It wasn’t until fifth grade that the pieces began to fall into place for me. Oh, I still panic when playing navigator in a moving vehicle and the pilot springs the difficult question on me, “Do I turn right or left at the next corner?” Panic raises its ugly face as I wrestle with an answer that will inevitably be the wrong response. It’s an issue that continues to mess with my life as a dyslexic. I can’t remember double digits when required to enter them. When making a purchase using Rick’s debit card. Is it 19 – 21 or 21 – 19? Given any situation where there are only two possible answers I’m going to be completely flummoxed. It’s how my dyslexia gets in the way of my mind, but in fifth grade a key unlocked a door in my brain and I began to learn how to deal with it. Until fifth grade most of my teachers assumed I was stupid and placed me in the remedial groups left to fend for myself while the teachers spent time with those kids who seemed more worthy of their attention, but in fifth grade some magic happened. It was fifth grade when Mrs. Larson saw something in me that gave her reason to push my capabilities and lift my sense of worth. My self-confidence had a real growth spurt that year and I continued to grow academically all through the rest of my educational life.
Emmy’s moment of “Ah-ha” happened this year, the year she turned thirteen. Previously, prior to our New York demise, she constantly devalued herself, thinking she was slow or worse, stupid. The competition at Friends Seminary was brutal and even though she felt socially safe, she felt completely academically deficient in the face of such salient competition. The two of us worked a schedule of 6:30am breakfast, school, bath, dinner, and homework until eleven before I tucked her into bed and the cycle repeated the following day. It was a heart-breaking existence watching her try so hard and failing so miserably. Like I did in my early years, we both had our successes that kept us from giving up. We both had strong visual communication skills but like many dyslexics our verbal capabilities lagged miserably behind the rest of the pack.

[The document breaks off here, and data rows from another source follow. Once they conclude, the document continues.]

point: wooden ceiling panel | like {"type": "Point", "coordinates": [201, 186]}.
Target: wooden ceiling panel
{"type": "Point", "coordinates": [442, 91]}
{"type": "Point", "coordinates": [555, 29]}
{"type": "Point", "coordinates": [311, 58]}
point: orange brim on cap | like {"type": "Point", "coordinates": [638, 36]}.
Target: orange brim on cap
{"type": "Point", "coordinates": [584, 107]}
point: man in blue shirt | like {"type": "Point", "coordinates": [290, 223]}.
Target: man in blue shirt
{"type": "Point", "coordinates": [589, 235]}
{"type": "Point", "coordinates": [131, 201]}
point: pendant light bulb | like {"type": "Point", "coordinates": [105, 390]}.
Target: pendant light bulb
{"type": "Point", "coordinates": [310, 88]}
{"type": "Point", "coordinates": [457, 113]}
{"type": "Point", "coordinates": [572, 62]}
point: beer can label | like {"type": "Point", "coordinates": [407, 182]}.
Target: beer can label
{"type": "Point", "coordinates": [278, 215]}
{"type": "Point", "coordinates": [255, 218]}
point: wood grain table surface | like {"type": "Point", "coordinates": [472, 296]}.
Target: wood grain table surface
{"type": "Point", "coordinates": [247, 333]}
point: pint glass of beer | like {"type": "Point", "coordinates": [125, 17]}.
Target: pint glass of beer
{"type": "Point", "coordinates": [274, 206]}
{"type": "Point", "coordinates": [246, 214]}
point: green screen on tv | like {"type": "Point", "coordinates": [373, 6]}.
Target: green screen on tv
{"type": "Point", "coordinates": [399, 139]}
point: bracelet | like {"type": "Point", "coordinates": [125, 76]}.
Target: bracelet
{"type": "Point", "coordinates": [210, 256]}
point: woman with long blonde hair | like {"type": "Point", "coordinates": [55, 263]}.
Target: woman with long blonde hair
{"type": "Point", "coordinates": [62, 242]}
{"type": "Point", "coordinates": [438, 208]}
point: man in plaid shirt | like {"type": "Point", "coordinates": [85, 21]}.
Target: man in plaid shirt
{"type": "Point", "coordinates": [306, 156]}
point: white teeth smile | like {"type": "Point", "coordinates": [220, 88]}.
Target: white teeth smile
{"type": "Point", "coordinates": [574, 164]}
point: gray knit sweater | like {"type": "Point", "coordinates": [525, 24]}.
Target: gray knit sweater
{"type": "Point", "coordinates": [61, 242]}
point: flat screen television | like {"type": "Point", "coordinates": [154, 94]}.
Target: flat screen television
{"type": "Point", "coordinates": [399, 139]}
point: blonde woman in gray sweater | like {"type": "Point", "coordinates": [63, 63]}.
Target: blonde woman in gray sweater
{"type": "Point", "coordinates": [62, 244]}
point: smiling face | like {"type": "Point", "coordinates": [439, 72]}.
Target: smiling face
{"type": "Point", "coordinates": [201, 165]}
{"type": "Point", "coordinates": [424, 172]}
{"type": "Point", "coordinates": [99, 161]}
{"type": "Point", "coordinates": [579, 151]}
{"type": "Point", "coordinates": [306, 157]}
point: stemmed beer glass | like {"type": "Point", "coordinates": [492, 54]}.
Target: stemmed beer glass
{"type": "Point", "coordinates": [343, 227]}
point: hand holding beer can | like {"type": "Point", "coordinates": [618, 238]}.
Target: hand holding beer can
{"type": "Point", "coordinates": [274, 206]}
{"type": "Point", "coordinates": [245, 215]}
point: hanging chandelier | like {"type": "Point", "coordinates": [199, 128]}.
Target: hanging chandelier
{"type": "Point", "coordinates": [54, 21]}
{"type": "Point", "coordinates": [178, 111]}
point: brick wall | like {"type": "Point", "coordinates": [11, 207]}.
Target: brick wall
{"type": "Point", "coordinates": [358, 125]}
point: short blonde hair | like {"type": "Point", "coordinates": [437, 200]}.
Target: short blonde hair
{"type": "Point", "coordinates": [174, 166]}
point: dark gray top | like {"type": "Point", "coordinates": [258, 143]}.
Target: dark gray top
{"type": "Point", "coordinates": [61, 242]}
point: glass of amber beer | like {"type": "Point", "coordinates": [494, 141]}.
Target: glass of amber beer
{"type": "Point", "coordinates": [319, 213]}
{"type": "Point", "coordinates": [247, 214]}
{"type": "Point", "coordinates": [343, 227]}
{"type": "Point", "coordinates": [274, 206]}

Emmy’s seventh grade scores on the standardized testing ranked her in the bottom 15% of all private school students, a fact I would never have revealed to her. Testing is always a dreaded experience for dyslexics. While most kids were whizzing through the multiple choice questions I was left trying to figure out if it’s my left or the stove’s left that has the six quarts of boiling water needed for the pound of pasta before I could even start to tackle the issue of converting the quarts to pints and the pounds to ounces. The process of decoding the question was frequently more difficult than knowing the correct answer. These tests were always traumatic for her because of the way they pounded on her self-confidence. This year the results were reversed. The results of Emmy’s eighth grade testing placed her right on the line between proficient and advanced in reading, well into proficient in language arts, mathematics and science and into the coveted advanced area in social studies. She leapt from a seventh grade English teacher giving her an unsatisfactory and suggesting she not return to Friends in the following year to getting an A- in her third quarter at her new school in Madison. I don’t know if it was completely due to the new environment, a place where she might have sensed a bit of a leg up given the advanced nature of her previous New York schooling. Her finding the key to her potential might have occurred no matter where we were, but if the move to Madison escalated Emmy’s treasure hunt to finding her academic self-confidence then I am eternally grateful. If this was our one reward coming out of our catastrophic failure and the cosmic reason for our moving out of New York, the sacrifice of leaving the city both Rick and I so totally loved was worth the gift it has given her.